Menopause from the Greek word pausis (“pause”) and mēn (“month”)
Menopause is only ONE day? One day in the past?
This was one of the first interesting facts…I’m not in menopause and I’m not in a menopause journey because menopause only lasts one day, a single day…
Also, it is a retrospective diagnosis, because you can only say that a specific day in time was your menopause day 12 months later (when you have a continuous period of 12 months without a single menstruation cycle)
A bit confusing?
Say you don’t have a period since 1st of January 2021 for several months and then you have one, so you go back to square 1. If on the other hand you reached 1st of January 2022 without any bleeding then you can say your menopause day was 1st of January 2021. And after that day you are postmenopausal.
This is important to know because symptoms can actually start many years before your periods stop or change. And that’s when it can start to be very confusing and it becomes very important to be informed. It definitely it was for me as I could not explain certain symptoms I was having and I would not associate them with menopause because my periods continued to be regular. To be fair none of the GPs I consulted associated them either despite being in my late 40’s.
During the years leading up to the menopause day we are in perimenopause, which literally means “around menopause”. Although, technically, we still have periods and therefore, our ovaries are still producing enough hormones for the ovulation process to take place (and yes, we still can get pregnant), the levels of our estrogen, progesterone and testosterone are starting to fluctuate and/or decrease. This may lead to several (or none) menopausal symptoms which vary in severity. The menopausal transition, similarly to puberty, menstruation and pregnancy affects each woman uniquely and in various ways.
According to NHS website “On average, most symptoms last around 4 years from your last period. However, around 1 in every 10 women experience them for up to 12 years.” and Womenshealth.gov “Perimenopause, the transition to menopause, can last between two and eight years before your periods stop permanently.
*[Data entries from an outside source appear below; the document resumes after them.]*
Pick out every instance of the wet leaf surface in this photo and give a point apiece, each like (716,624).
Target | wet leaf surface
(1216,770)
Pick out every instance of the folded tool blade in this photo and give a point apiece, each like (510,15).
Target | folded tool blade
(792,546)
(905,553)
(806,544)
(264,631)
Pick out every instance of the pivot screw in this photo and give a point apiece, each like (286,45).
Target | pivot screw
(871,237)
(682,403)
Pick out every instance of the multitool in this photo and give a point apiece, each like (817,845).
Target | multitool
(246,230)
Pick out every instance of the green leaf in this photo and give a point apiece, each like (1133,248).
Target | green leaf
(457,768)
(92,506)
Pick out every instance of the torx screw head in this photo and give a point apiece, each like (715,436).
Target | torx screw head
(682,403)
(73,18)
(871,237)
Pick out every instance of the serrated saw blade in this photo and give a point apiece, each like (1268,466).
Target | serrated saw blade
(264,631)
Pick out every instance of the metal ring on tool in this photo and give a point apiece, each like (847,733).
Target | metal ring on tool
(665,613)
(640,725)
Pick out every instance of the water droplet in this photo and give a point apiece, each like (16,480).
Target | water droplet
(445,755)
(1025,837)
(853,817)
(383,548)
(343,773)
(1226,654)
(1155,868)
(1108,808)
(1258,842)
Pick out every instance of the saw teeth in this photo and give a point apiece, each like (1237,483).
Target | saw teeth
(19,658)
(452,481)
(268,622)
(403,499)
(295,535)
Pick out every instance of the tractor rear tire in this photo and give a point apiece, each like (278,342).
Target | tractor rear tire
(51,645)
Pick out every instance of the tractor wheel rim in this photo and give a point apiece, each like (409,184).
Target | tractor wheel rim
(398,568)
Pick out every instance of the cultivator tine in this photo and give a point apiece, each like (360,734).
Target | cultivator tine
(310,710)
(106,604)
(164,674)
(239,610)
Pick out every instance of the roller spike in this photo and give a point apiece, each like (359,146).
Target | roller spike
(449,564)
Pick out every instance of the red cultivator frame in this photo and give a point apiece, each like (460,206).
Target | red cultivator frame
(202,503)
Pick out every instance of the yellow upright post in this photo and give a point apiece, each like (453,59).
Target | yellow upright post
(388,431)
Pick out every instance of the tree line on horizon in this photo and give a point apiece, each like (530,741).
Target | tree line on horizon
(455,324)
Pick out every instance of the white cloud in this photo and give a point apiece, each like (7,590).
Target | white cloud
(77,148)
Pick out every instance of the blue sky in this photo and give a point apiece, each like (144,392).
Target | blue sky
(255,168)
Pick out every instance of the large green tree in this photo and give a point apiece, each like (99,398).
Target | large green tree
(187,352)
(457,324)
For most women, this transition to menopause lasts about four years.”
Both websites mentioned respectively that in “the UK, the average age for a woman to reach the menopause is 51.” and “the average age for menopause in the United States is 52.” If one adds to these ages the perimenopausal and the postmenopausal symptomatic years, then on average, women in the UK may start having menopausal symptoms in their mid-forties until well in their fifties.
But again, it may last much longer. And it also may start prematurely (“before the age of 40”), early (“between ages 40 and 45”), abruptly (for example after certain medical treatments) or surgically, following the removal of the women’s ovaries (oophorectomy).
To conclude, this is an important period of a woman’s life, when many changes and symptoms occur and can last for several years. The umbrella term climacteric includes all stages from peri to post menopause.